No exception was specifically made by Congress in 29 U.S.C. § 215(a)(1) for a foreclosing creditor, and this Court refuses to read such an exception into the Act.

Secured creditors such as Citicorp take their security subject to the laws of the land. If such creditors have a security interest in property which was produced in violation of the provisions of the Fair Labor Standards Act, they retain their security interest, however, that interest is subject to the provisions of the Act. The Fair Labor Standards Act was enacted for the benefit and protection of the laborers and for the benefit and protection of employers who comply with the Act. As previously noted, goods produced in violation of the Act would compete unfairly with goods produced by complying employers. The market should not be flooded with goods produced in violation of the Act. In this instance, both the employees and the secured creditor are innocent parties, the culprit being the manufacturer.

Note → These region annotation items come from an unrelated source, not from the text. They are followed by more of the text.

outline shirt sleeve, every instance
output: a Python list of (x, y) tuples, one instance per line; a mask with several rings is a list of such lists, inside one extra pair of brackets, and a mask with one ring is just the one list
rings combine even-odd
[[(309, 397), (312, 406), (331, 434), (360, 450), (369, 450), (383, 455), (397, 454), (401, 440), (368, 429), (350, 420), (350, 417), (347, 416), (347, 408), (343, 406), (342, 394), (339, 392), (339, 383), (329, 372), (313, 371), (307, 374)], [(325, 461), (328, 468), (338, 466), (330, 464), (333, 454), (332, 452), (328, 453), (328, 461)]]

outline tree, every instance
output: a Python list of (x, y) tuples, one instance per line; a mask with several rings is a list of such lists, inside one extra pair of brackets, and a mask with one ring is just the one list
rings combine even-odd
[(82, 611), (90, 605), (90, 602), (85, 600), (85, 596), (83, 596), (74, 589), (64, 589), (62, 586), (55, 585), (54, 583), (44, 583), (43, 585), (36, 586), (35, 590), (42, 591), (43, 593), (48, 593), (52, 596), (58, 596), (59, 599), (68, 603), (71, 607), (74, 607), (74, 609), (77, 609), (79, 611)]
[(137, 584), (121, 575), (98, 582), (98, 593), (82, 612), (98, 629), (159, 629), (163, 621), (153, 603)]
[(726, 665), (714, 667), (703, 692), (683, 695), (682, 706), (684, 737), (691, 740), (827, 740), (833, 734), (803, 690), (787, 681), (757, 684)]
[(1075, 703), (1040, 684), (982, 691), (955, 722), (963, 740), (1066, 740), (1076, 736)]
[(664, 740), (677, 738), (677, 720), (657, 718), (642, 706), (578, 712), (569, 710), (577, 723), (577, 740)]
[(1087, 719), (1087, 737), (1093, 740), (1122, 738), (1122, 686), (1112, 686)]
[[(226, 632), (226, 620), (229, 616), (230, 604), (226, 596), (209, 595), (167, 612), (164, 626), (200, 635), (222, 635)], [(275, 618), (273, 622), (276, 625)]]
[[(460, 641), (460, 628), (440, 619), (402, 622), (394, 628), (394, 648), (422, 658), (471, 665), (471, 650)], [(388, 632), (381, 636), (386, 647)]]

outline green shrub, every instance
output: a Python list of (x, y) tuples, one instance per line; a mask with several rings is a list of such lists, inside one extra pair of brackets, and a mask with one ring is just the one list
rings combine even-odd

However, in light of the purposes of the Act, it would be an unjust and harsh result for the creditor to get the benefit of the labor of the employees during the period of time they produced goods and were not paid as provided by the Act; a benefit which the creditor would not have without the employees labor.

Upon consideration of the motion for a preliminary injunction filed herein, the supporting affidavits of Richard Corbin and Bob Woodward, and the stipulation of facts by the parties at the hearing, it appearing to the Court that there is reason to believe that shipments are being or are about to be made, by defendant Citicorp Industrial Credit, Inc., and/or others, of goods which were produced by employees of the defendants Ely Group, Inc., and Rockford Textile Mills, Inc., in violation of the Fair Labor Standards Act of 1938, 29 U.S.C. § 206, as amended, and since the movement of such goods in commerce will result in immediate and irreparable injury or damage to the plaintiff and the public interest, since such movement will make use of the channels and instrumentalities of commerce to perpetuate an unfair method of competition and interfere with the orderly and fair marketing of goods in commerce, it is

ORDERED that plaintiff's motion for a preliminary injunction be and the same hereby is granted, and it is further ORDERED that defendants, their officers, agents, servants, employees, all persons in active concert or participation with them and all other parties who receive actual notice of this order by personal service or otherwise be, and hereby are, enjoined from transferring, releasing, disposing of *218 or attempting to dispose of, liquidating, divesting, removing, allowing the removal of, or attempt to remove from the premises of defendants' establishment in McMinnville, Tennessee, or elsewhere, any goods which were produced during the period of time from February 3, 1985, through February 19, 1985, in violation of 29 U.S.C. § 206, now on said premises or elsewhere and from disposing of or attempting to dispose of such goods.

This order shall remain in effect until final disposition of this case.

NOTES

[1] Jurisdiction to hear this matter is conferred upon the Court by 29 U.S.C. § 217.

[2] The rationale used in the Powell and Factors decisions was adopted by the district court in Dunlop v. Sportsmaster, Inc., 77 Lab.Cas. 33, 293 (E.D.Tenn.1975.)